Ficamos lá, das três da tarde às sete da noite, esperando em pé, congelando, com sede, fome e vontade de fazer xixi. Por volta das cinco e quarenta, o sol se pôs e ficamos no escuro, com a iluminação ridícula das ruas e inexistente da praça, em um local sabidamente perigoso…deveríamos, em vez de pagar taxa para a FATEC (ou quem quer que seja), receber um adicional de insalubridade. Às sete da noite, quando saí de lá, ainda havia uma porção de gente para fazer o teste e chegaram “reforços”: um examinador a mais. Pouco depois, os instrutores, preocupados com a segurança dos alunos, resolveram encerrar, eles mesmos, o exame.

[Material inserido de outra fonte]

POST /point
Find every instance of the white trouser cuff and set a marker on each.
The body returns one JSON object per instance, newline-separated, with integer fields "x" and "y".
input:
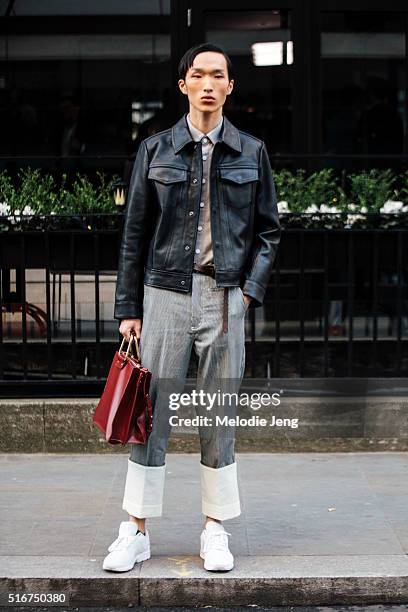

Esperamos que na próxima quarta a tal fundação tenha, pelo menos, a dignidade de marcar o exame para as 13 horas, como costumava ser. E mande no mínimo um examinador para cada carro. É muito fácil trabalhar assim, arrecadam, não investem, não se esforçam, apresentam um trabalho amador, de qualquer jeito, e depois, o órgão que contratou o serviço é que recebe os xingamentos. Ao que eu saiba, fundações não visam lucro, auferem lucro, mas não visam…eu acreditaria nisso se cobrassem, pelo parco serviço que oferecem, o que ele realmente vale, uma taxa simbólica de – superfaturemos – cinco Reais. Ainda assim, convenhamos, sobraria dinheiro para investir.